Wednesday, August 31, 2011

I never said I was the Dalai f*cking Lama...


When an ordinary waiter attains knowledge, he is a sage. When a sage attains understanding, he is an ordinary waiter. Both have to tip out the bar.

I asked my friend Peter a couple of weeks ago what he thought of my recent blog post, and he replied by saying that he liked it (at least, that's how I'm choosing to remember it), but that it was similar to some of my other posts in the past in that a) it was fairly negative, and b) I sounded really, really bitter. My response: "I never said I was the Dalai f*cking Lama." My attempt with this blog has always been to relate the challenges this somewhat bizarre profession throws up against me, and my attempts to navigate those challenges - hopefully growing and/or learning something along the way. To that end (or, more truthfully, calling me on my bullsh*t), Peter challenged me to write a positive blog entry next time - so that's what this (hopefully) will be.

One of the most crucial aspects with any practice, be it spiritual, sports, music, whatever, is to make notes of your improvements along the way. We're going to fall short of our ideals - that's why it's a practice. But occasionally though, there are some markers along the way. Some recent ones for me...

A little while ago, one of my co-workers asked me how my night was going: if I was making decent money, how my tips were, etc. I paused to respond, and realized I had absolutely no idea. I had no idea what my sales were, I had no idea what my tips had been like, I hadn't been paying attention to any of those things at all. I was just going through my night, providing service, navigating the waters, and taking in whatever I got. This is not the norm; usually, if you were to ask me that question, my response would have been something like, "Pretty good, I'm at about $850/ $875 in sales right now, gotten some pretty decent tips - couple of $15 on $70s, mostly 18-20%, but this one table, uch, they left me $15 on $125; and I ran my ass off for them - how hard is it to leave 15%?!" But that night, and really, almost every night since then, I just haven't cared. It doesn't matter. Keeping track of those things in no way, shape, or form helps me to do my job any better - if anything, it lessens my effectiveness because I'm steaming about a 10% tip or how crappy my sales are or whatnot.

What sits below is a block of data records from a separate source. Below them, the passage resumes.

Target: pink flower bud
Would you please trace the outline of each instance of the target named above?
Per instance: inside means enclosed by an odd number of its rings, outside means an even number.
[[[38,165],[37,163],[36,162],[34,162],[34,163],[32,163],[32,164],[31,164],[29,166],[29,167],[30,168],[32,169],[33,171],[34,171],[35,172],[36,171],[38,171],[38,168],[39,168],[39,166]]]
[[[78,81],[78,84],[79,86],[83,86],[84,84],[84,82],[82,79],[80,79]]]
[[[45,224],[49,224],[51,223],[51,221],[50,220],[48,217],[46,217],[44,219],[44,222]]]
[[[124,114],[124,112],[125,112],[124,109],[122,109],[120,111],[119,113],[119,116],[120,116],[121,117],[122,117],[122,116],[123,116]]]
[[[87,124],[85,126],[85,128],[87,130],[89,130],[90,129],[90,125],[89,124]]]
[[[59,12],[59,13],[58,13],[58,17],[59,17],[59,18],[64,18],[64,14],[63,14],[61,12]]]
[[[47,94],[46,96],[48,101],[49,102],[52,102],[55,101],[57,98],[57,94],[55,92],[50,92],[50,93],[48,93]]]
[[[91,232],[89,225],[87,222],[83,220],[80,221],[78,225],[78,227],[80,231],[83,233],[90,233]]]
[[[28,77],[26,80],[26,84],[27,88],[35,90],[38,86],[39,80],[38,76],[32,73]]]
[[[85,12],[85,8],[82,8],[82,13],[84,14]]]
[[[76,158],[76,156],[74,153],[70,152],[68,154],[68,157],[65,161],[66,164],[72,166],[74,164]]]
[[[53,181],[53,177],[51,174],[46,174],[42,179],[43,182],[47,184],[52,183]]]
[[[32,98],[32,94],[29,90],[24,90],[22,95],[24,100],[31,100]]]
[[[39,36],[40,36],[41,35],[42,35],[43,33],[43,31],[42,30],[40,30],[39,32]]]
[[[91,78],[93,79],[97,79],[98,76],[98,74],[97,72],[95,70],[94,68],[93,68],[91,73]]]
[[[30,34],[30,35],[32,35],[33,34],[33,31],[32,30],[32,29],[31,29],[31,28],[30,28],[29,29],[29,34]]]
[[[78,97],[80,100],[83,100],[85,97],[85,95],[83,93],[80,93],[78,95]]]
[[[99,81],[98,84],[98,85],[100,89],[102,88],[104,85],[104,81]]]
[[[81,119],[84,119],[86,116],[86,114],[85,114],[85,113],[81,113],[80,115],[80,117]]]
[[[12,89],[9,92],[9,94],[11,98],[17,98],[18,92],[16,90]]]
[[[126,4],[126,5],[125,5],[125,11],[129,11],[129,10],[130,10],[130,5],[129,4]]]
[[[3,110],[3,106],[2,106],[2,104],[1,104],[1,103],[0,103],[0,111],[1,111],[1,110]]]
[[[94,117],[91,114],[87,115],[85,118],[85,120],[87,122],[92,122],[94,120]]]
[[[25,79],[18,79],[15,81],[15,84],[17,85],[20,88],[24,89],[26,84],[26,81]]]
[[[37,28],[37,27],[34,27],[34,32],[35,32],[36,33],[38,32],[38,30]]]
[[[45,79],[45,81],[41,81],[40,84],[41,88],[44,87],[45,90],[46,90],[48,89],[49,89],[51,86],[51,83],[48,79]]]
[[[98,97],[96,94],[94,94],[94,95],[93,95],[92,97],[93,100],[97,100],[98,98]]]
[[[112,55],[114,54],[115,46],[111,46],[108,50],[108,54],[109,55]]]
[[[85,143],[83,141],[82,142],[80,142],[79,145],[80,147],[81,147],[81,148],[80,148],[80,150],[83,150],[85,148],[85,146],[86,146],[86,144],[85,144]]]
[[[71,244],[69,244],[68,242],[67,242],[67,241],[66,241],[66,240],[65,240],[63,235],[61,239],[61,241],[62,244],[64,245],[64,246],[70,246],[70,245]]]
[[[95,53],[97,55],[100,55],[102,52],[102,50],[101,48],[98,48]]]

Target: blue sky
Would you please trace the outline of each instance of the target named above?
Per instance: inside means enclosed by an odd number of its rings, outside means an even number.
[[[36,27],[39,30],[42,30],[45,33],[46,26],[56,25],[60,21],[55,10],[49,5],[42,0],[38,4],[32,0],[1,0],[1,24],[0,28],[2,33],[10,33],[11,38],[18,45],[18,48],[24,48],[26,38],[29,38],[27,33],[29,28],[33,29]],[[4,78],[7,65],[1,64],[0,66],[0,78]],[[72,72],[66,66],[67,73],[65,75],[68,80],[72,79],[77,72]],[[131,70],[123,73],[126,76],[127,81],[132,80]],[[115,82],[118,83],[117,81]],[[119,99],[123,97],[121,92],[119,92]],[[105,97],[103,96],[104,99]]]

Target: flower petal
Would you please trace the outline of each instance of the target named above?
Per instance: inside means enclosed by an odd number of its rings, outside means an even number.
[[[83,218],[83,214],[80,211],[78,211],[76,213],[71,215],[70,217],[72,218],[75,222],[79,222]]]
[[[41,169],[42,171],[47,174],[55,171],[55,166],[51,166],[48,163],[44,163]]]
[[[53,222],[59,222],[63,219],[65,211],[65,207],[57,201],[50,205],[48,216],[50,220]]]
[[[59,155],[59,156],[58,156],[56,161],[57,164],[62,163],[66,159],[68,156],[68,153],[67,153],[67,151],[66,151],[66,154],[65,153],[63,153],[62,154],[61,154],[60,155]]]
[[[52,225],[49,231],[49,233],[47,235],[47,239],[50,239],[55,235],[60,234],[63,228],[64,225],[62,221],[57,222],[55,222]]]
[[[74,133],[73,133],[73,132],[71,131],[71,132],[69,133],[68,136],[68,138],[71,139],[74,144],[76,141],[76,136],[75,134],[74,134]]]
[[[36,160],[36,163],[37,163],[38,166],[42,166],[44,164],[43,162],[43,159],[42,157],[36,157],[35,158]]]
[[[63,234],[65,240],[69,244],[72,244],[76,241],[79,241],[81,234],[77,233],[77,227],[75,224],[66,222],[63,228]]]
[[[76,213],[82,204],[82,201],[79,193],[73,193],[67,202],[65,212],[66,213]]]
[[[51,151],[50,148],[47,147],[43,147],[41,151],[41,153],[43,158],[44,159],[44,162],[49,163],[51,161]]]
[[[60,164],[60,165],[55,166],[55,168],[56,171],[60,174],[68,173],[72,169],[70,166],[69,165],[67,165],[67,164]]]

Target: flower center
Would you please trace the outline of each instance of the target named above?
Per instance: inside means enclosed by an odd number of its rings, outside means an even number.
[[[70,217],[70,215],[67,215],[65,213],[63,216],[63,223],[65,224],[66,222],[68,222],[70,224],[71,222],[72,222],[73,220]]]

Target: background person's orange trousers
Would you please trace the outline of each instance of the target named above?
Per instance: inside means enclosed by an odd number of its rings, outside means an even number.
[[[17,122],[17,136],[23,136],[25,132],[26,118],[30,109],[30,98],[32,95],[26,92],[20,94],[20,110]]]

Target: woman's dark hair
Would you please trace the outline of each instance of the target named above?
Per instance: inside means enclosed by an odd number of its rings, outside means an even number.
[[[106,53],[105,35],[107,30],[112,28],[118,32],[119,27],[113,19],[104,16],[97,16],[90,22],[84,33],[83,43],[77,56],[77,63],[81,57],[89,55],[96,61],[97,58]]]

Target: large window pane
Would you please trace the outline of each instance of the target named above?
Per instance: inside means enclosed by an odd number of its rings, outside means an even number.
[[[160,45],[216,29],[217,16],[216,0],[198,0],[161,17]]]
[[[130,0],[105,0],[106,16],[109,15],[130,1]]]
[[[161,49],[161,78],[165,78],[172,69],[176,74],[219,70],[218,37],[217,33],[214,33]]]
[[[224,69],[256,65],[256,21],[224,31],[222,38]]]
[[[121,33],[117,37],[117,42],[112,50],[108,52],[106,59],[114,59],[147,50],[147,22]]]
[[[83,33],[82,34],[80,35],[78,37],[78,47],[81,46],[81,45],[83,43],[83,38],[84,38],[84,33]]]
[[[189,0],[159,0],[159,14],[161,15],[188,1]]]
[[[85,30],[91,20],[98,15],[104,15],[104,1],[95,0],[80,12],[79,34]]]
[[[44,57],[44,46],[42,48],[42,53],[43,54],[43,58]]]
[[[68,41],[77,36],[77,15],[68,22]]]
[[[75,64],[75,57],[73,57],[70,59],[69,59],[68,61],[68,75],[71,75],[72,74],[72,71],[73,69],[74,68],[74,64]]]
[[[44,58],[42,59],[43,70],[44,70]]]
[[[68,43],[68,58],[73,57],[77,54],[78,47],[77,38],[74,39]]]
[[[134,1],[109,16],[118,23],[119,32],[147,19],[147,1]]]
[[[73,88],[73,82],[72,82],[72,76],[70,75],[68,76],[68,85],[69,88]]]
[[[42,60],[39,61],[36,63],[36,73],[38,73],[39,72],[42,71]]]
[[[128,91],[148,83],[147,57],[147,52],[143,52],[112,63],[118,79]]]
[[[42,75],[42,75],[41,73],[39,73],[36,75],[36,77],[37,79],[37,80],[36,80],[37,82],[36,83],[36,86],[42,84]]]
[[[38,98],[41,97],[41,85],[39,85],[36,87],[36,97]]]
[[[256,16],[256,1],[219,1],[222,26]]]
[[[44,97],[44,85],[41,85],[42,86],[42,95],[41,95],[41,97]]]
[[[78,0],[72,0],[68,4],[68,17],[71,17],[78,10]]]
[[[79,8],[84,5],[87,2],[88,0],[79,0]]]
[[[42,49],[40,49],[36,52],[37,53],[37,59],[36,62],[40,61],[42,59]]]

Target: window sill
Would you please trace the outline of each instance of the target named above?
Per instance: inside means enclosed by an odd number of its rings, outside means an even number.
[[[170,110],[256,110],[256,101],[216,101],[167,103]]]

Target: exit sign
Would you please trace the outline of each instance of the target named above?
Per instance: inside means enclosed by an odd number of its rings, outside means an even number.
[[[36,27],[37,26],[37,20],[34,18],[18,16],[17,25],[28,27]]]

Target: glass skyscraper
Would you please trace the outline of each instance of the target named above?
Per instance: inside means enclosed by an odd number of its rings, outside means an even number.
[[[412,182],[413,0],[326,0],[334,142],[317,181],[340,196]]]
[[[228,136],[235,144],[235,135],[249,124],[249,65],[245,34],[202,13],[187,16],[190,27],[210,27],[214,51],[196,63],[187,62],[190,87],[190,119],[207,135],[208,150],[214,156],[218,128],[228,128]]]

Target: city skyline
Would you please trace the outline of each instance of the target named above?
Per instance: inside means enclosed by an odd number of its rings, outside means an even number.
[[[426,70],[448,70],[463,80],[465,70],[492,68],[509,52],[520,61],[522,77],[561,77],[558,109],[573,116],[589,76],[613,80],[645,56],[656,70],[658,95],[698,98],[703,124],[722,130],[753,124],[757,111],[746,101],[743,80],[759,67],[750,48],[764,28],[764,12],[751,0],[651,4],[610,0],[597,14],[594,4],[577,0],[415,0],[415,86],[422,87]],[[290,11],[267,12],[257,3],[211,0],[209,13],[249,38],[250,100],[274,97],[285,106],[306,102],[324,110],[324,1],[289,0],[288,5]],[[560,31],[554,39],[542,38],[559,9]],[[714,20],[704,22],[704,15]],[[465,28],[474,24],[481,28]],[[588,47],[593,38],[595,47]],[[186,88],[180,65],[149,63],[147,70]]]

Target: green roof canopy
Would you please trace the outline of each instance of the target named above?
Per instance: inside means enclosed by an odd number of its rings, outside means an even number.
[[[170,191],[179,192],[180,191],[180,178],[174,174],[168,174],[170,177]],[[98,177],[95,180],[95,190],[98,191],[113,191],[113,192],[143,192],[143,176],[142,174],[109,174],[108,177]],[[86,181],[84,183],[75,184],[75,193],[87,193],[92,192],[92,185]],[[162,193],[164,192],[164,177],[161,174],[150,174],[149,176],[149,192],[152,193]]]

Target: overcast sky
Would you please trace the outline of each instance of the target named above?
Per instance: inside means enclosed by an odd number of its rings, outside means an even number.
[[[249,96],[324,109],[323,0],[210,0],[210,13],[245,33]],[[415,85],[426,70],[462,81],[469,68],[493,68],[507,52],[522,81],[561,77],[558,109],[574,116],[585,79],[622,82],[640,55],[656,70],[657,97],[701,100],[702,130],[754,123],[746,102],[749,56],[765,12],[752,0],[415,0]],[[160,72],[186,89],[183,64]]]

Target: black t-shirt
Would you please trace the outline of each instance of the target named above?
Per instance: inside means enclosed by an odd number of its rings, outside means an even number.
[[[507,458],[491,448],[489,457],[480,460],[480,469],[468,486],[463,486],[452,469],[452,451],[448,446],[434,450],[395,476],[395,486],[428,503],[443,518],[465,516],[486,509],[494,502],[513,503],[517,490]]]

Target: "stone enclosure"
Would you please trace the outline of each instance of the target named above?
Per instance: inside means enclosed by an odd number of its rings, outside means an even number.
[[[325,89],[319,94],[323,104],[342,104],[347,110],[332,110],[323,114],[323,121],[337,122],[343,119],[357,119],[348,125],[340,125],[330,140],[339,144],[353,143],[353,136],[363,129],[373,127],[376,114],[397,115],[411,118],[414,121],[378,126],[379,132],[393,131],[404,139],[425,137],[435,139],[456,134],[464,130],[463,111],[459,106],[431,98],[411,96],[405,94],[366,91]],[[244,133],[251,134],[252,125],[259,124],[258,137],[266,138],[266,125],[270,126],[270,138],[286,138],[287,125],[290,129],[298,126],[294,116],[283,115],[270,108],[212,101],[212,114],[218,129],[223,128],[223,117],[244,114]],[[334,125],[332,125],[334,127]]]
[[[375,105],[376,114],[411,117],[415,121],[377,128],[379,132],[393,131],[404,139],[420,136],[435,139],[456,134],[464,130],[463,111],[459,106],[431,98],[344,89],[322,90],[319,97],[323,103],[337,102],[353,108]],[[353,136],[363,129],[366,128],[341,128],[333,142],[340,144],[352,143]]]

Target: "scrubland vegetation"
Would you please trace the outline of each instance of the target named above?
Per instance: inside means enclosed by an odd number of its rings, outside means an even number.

Another example: just this past Sunday I was working a dinner shift and had an extremely slow start. The server I was relieving was keeping all of her tables, which then proceeded to camp out, so it was about an hour before I got my first table. After that, some of the tables from my section were removed to give to another server for a party he was working (this actually happened on two sides of me simultaneously, basically halving my section to just two tables). In the past my normal reaction would have been to immediately start bitching ("G-damnit, it's hard enough to make money here without losing half my section..." etc, etc). But I didn't. I didn't care. I was able to look past the immediacy of the moment and just accept and allow what the restaurant was giving me, trusting that it would probably even out in the end. Sure enough, because of the way the parties had played out my neighbors on both ends ending up giving me a 5 and a 6 top respectively, so for the next turn I was running three 6-tops and a 5 (translation for non-waiters: Good money). The point being, I was able to look past the immediacy of the moment (I'm getting screwed) and just trust the universe to deliver on its own timetable.

The last thing I'll mention is a bit of satori I experienced a while back, and have gratefully been able to call upon regularly since then ("satori" is a Buddhist term meaning "a sudden flash of insight or awakening"). Have you ever had a dream where you became lucid in the middle of it? As in, you woke up in the dream, were able to look around and realize, "Oh, hey, I'm dreaming. None of this is real"? The same thing happened to me at work. The kitchen was running long on ticket times, I was running around looking for serving spoons or something and, just as I was starting to get all worked up about it, it suddenly occurred to me that absolutely none of this really mattered. None of this was actually "real" in the sense of being the least bit important; certainly not in the Big Picture, but also not in any Picture beyond that brief turn of tables. Aside from just saying "It's only food," I actually believed it. I'm not sure how or why that finally sunk in, I'm just grateful it did.

Okay, glad that's done. Back to being bitter.